A veteran businessman has gone to the Pretoria high court in an attempt to compel Minister of Trade and Industry Ebrahim Patel and his department to fund emerging micro businesses across South Africa.

The entrepreneur, Ephraim Mahlalela, a lay preacher and qualified accountant, says failure by Patel and the department of trade, industry and competition (DTIC) to fund micro business amounted to negligence, which contributed to slow economic growth in South Africa. He also wants the court to find the failure to be negligence contributing to unemployment and to be declared discriminatory, unlawful, unconstitutional and invalid.


In the court documents, Mahlalela said Patel, who is respondent number one, and his department, which is cited as respondent number two, were discriminating against him as a start-up.

“Respondents 1 and 2 restrict incentive grants to those with operating businesses only, not startups,” he said in court papers filed in November.

“Myself and 27 fellow black startups are excluded from any grants. Black people have no capital.

“DTIC grants can be capital for entry-level factories if grant funding is placed into a trust account, a trustee for the account is appointed, and a project manager is appointed to implement the rollout of the programmes for startup factories,” said Mahlalela.

“The capital requested herein is not deposited into applicants’ bank accounts but only into a trust account to establish the factories, and the startups do not touch it until the operations have started.

“The DTIC refused to consider the business plans and the proposals in their pursuit of unfair discrimination.”

Mahlalela said his firm, Admin Industrial, was a start-up working with other like-minded startups to facilitate industrialisation for black people.

He stated that the business failure rate was at 72% as a result of the government’s failure to fund start-ups.

Mahlalela said he had sent the respondents an email on December 22, 2022, declaring a dispute. However, they did not respond.

“The first cause of action is discrimination, that the respondents discriminate against me and other startups in that the DTIC provides grants to operating businesses only. Those who want to start factories but don’t have capital are not considered,” he said.

“The respondent receives about R3-billion treasury allocation a year, enough to spur industrialisation,” he said.

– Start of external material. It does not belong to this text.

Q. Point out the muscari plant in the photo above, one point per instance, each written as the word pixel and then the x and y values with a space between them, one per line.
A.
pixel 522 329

He further said the Mnotho Industrial Programme, which starts with 27 factories and three support businesses, only needed R166-million once off and would expand on its own.

“Instead of seeding new businesses, the respondents sit back with the funds and say, ‘invest your own capital first; the incentive is post-investment’.

“This slows business germination contributing to low economic growth and unemployment,” he said.

Patel and the department rejected recommendations from the Presidential Black Economic Empowerment Advisor Council, the South African Human Rights Commission, the South African Communist Party and the Office of the Presidency, among others, to fund the start-ups, he said.

He pleaded with the court to rescind the decision.